Judicial appeal of ABCC decisions may also be made to the UN Dispute Tribunal (UNDT) as the “first instance tribunal” of the UN’s internal justice system. Complainants may wish to apply to challenge an administrative decision made by the ABCC if they believe that it violates their rights as a staff member due to non-compliance with the terms of their appointment or contract of employment.
Relationship to Other UN Benefits
ABCC claimants may also be covered under the Malicious Acts Insurance Policy (MAIP), a commercial insurance policy which offers compensation for injuries, illness or death caused by war or a malicious act at a designated hazardous duty station. This compensation is in addition to the compensation available under Appendix D. Claims under the MAIP should be submitted separately to the ABCC process.
Whether or not they are service-incurred, claims relating to injury or illness resulting in total disability may also be submitted to the UN Joint Staff Pension Fund (UNJSPF). If the claim is service-incurred, a claim may also be made under Appendix D. Compensation under Appendix D will act as a supplement to any benefits awarded under the UNJSPF.
Relationship to Non-UN Benefits
Claimants should note that any compensation or benefits paid to them under governmental, institutional, industrial or other workers’ compensation schemes shall be deducted from any amounts payable to them by the ABCC. If claimants have already been compensated under another scheme or been reimbursed by private health or medical insurance, they cannot ‘double dip’ and seek ABCC compensation as well. The onus is on the claimant to inform the ABCC without delay of any compensation received from other sources.
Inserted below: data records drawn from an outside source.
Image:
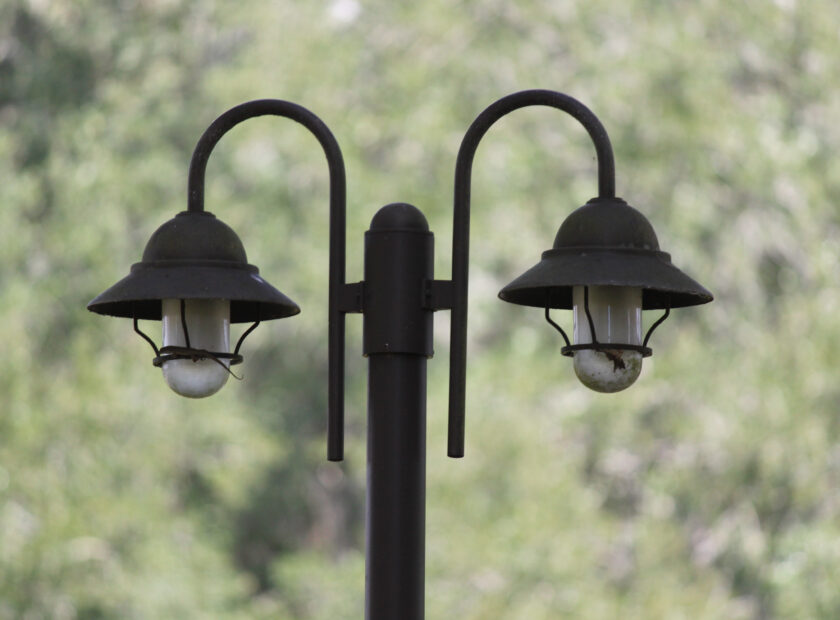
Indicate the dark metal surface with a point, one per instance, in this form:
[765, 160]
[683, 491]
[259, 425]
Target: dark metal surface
[338, 201]
[196, 256]
[397, 341]
[606, 242]
[461, 230]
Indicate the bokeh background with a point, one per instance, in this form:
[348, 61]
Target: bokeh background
[709, 490]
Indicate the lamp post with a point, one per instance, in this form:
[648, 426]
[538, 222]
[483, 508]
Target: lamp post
[605, 265]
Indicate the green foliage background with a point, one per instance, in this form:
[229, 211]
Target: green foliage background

All available resources in relation to ABCC claims may be accessed online.
A final observation
It is important to remember that psychological injuries and illnesses can be claimed through the Appendix D process as well. However, despite the increasing awareness of mental health and its importance in our society, it is rather difficult to submit a successful ABCC claim which establishes a clear causal nexus between the mental condition and the service-related nature of that condition.